Libc mem* benchmarks

This framework has been designed to evaluate and compare relative performance of memory function implementations on a particular machine.

It relies on:

  • libc.src.string.<mem_function>_benchmark to run the benchmarks for the particular <mem_function>.
  • libc-benchmark-analysis.py3 a tool to process the measurements into reports.

Benchmarking tool

Setup

cd llvm-project
cmake -B/tmp/build -Sllvm -DLLVM_ENABLE_PROJECTS='clang;clang-tools-extra;libc' -DCMAKE_BUILD_TYPE=Release -DLIBC_INCLUDE_BENCHMARKS=Yes -G Ninja
ninja -C /tmp/build libc.src.string.<mem_function>_benchmark

Note: The machine should run in performance mode. This is achieved by running:

cpupower frequency-set --governor performance

Usage

The benchmark can run in two modes:

  • stochastic mode returns the average time per call for a particular size distribution, this is the default,
  • sweep mode returns the average time per size over a range of sizes.
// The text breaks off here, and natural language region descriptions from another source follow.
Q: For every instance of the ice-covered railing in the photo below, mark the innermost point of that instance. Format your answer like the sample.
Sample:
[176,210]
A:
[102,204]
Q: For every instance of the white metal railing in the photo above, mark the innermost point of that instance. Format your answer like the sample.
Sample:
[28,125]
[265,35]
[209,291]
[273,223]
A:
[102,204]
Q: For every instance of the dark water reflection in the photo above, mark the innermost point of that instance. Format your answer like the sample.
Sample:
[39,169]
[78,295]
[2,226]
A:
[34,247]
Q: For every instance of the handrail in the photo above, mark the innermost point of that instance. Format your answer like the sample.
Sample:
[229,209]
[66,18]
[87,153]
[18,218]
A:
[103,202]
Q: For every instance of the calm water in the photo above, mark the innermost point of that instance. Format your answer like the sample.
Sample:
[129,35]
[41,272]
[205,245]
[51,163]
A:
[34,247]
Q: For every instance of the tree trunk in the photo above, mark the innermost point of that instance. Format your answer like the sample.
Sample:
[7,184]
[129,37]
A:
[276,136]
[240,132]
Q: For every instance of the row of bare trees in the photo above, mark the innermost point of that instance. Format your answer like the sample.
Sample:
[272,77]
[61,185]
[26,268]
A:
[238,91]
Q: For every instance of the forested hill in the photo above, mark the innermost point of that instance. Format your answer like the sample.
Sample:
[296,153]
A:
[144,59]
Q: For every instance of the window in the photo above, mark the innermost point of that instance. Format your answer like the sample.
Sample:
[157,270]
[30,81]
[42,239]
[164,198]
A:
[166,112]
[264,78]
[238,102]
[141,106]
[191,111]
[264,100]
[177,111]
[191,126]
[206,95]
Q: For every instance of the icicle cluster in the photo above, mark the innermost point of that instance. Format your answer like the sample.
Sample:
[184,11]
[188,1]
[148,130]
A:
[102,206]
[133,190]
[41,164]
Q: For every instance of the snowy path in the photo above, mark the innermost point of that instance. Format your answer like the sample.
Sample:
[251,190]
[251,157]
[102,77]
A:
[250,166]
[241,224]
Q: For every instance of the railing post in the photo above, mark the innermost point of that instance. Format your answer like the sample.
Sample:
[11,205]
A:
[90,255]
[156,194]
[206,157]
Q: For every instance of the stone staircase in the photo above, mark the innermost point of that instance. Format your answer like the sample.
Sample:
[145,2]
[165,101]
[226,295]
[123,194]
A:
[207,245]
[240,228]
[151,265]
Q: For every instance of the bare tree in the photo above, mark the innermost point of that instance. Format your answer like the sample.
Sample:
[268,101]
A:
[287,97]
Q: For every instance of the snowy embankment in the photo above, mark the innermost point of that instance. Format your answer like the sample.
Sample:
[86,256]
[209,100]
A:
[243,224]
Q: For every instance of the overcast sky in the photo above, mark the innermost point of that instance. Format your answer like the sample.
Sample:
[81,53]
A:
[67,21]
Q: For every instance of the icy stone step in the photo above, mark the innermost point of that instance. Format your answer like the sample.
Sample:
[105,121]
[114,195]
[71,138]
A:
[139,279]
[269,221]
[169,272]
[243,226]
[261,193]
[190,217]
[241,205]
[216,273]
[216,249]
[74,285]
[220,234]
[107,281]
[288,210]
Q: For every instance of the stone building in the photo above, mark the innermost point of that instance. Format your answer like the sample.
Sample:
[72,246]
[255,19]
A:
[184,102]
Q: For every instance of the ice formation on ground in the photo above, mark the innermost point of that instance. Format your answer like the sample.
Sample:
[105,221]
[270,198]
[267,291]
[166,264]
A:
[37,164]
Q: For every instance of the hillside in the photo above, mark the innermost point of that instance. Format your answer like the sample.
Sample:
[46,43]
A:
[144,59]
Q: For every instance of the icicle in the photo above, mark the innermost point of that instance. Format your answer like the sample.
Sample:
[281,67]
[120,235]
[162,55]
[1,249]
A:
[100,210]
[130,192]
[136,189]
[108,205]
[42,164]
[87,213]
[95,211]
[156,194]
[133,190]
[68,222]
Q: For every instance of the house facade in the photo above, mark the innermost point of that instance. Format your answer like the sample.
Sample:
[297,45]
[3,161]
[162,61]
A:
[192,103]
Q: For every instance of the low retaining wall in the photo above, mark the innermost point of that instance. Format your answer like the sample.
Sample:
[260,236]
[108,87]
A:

Each benchmark requires the --study-name to be set, this is a name to identify a run and provide label during analysis. If stochastic mode is being used, you must also provide --size-distribution-name to pick one of the available MemorySizeDistribution's.

It also provides optional flags:

  • --num-trials: repeats the benchmark more times, the analysis tool can take this into account and give confidence intervals.
  • --output: specifies a file to write the report - or standard output if not set.

Stochastic mode

This is the preferred mode to use. The function parameters are randomized and the branch predictor is less likely to kick in.

/tmp/build/bin/libc.src.string.memcpy_benchmark \
    --study-name="new memcpy" \
    --size-distribution-name="memcpy Google A" \
    --num-trials=30 \
    --output=/tmp/benchmark_result.json

The --size-distribution-name flag is mandatory and points to one of the predefined distribution.

Note: These distributions are gathered from several important binaries at Google (servers, databases, realtime and batch jobs) and reflect the importance of focusing on small sizes.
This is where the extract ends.